Chunking Texts or Files

Use the chunk command to quickly chunk text or a single file. Syntax:
chonkie chunk [TEXT_OR_PATH] [OPTIONS]
Options:
  • --chunker: The chunking method to use (default: semantic). Options: semantic, token, sentence, recursive, etc.
  • --handshaker: Optional storage backend to export chunks.
Examples:
# Chunk raw text
chonkie chunk "This is a long text that needs chunking..." --chunker token

# Chunk a file
chonkie chunk README.md --chunker sentence

# Chunk and store in a vector DB (e.g., Chroma)
chonkie chunk document.txt --handshaker chroma

Running Pipelines

The pipeline command is more powerful and supports processing directories, applying chefs/refiners, and exporting data. Syntax:
chonkie pipeline [TEXT_OR_PATH] [OPTIONS]
Core Options:
  • --d: Directory to process (mutually exclusive with text/file argument).
  • --ext: File extensions to include when processing a directory (e.g., .md, .txt).

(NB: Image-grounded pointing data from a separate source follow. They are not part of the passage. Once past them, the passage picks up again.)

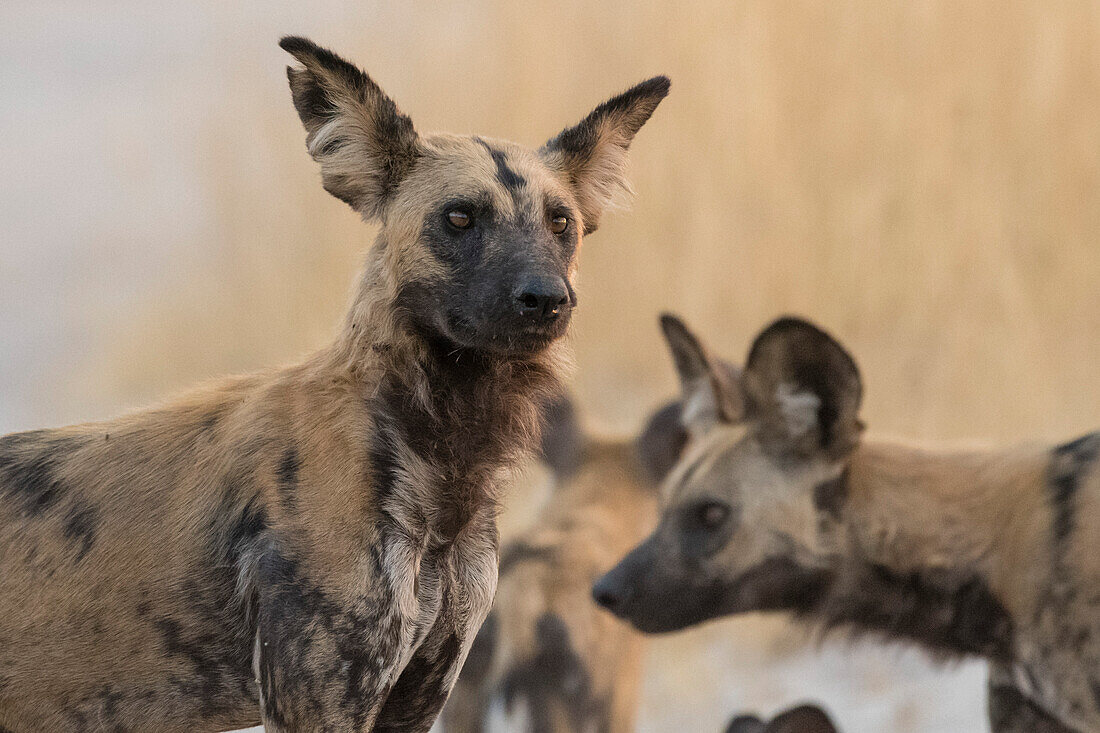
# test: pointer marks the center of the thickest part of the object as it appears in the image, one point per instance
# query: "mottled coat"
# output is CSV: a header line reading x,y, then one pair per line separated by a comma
x,y
780,504
315,547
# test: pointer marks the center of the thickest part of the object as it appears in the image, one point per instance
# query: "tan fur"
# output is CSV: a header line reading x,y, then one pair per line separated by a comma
x,y
596,517
978,551
315,546
590,521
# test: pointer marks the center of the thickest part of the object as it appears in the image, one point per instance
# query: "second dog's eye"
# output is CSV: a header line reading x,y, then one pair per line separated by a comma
x,y
459,219
712,514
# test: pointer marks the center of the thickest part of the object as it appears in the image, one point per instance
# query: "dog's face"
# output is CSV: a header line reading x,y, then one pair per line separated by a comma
x,y
481,234
740,523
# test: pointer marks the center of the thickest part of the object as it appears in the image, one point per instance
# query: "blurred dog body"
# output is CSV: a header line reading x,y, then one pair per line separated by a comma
x,y
778,504
548,659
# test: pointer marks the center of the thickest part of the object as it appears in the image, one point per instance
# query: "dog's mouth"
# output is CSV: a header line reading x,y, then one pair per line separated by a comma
x,y
506,338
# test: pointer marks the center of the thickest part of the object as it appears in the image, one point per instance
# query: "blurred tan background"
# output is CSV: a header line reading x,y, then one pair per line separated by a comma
x,y
923,178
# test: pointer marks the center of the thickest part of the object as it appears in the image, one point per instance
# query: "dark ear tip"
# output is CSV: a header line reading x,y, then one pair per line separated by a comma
x,y
296,45
657,87
672,324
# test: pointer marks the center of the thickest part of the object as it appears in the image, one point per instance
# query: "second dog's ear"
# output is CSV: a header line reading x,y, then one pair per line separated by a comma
x,y
803,391
562,447
364,144
592,153
710,386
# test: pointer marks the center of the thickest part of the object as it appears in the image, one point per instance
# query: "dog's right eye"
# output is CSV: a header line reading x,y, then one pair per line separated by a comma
x,y
460,219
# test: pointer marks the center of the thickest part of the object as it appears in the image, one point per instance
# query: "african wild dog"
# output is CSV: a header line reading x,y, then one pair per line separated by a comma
x,y
548,658
800,719
315,546
778,504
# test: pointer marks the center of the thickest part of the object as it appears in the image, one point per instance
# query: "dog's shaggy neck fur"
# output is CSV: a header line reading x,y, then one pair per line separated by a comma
x,y
919,540
451,417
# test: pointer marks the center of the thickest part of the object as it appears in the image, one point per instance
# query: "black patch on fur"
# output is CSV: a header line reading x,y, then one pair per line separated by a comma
x,y
212,635
315,655
420,690
80,527
287,474
829,496
562,447
660,444
505,175
1013,712
480,659
519,551
1069,463
29,462
554,678
942,611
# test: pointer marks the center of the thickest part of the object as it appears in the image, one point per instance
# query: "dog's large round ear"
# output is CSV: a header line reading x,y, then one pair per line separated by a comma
x,y
803,391
708,386
363,142
592,154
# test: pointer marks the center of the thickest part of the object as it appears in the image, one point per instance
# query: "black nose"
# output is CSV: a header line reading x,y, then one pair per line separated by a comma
x,y
541,297
607,593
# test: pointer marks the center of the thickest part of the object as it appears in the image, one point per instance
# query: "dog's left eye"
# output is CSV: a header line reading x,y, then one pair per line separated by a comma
x,y
459,219
712,514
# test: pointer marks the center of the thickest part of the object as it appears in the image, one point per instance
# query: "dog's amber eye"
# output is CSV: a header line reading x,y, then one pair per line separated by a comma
x,y
713,514
459,219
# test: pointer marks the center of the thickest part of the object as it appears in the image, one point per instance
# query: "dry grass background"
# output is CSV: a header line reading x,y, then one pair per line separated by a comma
x,y
923,178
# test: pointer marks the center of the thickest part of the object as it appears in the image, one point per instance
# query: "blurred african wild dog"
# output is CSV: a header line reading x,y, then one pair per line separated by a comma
x,y
548,658
316,546
778,504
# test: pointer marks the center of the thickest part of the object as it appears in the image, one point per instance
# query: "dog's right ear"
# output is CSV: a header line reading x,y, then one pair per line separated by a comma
x,y
364,144
710,386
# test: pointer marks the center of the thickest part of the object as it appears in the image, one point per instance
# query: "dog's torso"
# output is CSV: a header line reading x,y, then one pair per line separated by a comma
x,y
138,553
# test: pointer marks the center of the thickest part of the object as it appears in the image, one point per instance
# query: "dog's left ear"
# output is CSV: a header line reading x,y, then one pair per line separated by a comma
x,y
592,154
364,144
803,391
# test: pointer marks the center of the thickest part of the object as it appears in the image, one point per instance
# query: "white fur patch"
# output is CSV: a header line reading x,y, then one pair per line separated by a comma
x,y
799,407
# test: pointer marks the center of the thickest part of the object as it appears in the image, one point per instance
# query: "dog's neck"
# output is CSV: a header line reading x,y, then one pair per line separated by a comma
x,y
935,547
446,422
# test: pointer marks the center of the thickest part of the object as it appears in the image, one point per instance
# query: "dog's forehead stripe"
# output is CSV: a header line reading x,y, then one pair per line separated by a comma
x,y
505,175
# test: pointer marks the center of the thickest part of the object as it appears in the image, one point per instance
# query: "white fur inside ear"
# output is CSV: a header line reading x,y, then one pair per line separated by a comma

Can be used multiple times.
  • --chunker: Chunking method (default: semantic).
  • --chef: Preprocessor to use (e.g., text, markdown).
  • --refiner: Optional refinement strategy (e.g., overlap).
  • --handshaker: Optional destination storage.
Examples:

1. Process a Directory

Process all markdown and text files in the docs directory:
chonkie pipeline --d docs --ext .md --ext .txt --chunker recursive

2. Process a Single File

Run a pipeline on a single file:
chonkie pipeline README.md --chunker token --chef text

3. Full RAG Pipeline

Run a full RAG pipeline: fetch from directory -> process markdown -> chunk recursively -> export to ChromaDB.
chonkie pipeline \
  --d ./knowledge_base \
  --ext .md \
  --chef markdown \
  --chunker recursive \
  --handshaker chroma

Tips

  • Use --help on any command to see full options: chonkie pipeline --help.
  • Directory processing recursively walks subdirectories.
  • Output is printed to stdout by default unless a handshaker is specified.